= The Wild Rose (1902 musical) =

1902 musical

 The Wild Rose is a musical in two acts with music by Ludwig Engländer and both book and lyrics by Harry B. Smith and George V. Hobart. The musical contained the hit song "A Most Unlucky Man" by the songwriting team of Jean Schwartz and William Jerome.

The Wild Rose premiered on Broadway in 1902. It should not be confused with the 1926 musical of the same name by Otto Harbach, Oscar Hammerstein II, and Rudolf Friml.

==History==
Set in Strasbourg when it was part of Germany during the early years of the 20th century, The Wild Roses loose plot concerns a band of "gypsies" who become entangled in misadventures with German soldiers and actors from a theatre troupe. It was created as a starring vehicle for Eddie Foy who portrayed Paracelsus Noodles, a phony hypnotist.

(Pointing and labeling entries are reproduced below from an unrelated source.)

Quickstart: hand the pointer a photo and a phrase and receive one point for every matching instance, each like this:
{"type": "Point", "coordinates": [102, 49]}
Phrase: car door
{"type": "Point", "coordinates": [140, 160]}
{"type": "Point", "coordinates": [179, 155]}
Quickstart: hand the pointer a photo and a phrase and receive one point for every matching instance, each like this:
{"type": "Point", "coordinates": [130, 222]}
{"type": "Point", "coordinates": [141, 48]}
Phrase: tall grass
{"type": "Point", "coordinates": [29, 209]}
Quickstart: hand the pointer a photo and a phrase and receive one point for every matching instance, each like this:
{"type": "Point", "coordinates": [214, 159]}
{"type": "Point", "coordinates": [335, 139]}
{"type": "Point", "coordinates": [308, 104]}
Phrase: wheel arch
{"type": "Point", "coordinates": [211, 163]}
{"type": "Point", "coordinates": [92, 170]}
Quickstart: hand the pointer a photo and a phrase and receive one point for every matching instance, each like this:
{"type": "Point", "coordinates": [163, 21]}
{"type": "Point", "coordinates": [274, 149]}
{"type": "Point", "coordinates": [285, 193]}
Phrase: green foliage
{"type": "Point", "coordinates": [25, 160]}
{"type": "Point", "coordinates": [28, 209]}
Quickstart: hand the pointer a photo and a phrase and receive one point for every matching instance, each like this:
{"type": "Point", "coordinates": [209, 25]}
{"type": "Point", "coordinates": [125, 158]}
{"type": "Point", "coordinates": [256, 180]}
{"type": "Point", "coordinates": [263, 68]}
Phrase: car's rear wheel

The work premiered at Broadway's Knickerbocker Theatre on May 5, 1902, where it ran for 136 performances; closing on August 30, 1902. The cast also included Marie Cahill as Vera von Lahn, Irene Bentley as Rose Romany, Evelyn Florence Nesbit as Vashti, and George Ali as "Baby". Cahill's song from this production, "Nancy Brown" by Clifton Crawford, was the inspiration for the later musical Nancy Brown and was sung there by the same actress. It was produced and staged by George W. Lederer and choreographed by Adolph Neuberger. Frederick Solomon was music director for the production. The sets were designed by D. Frank Dodge with costumes by Caroline Seidle.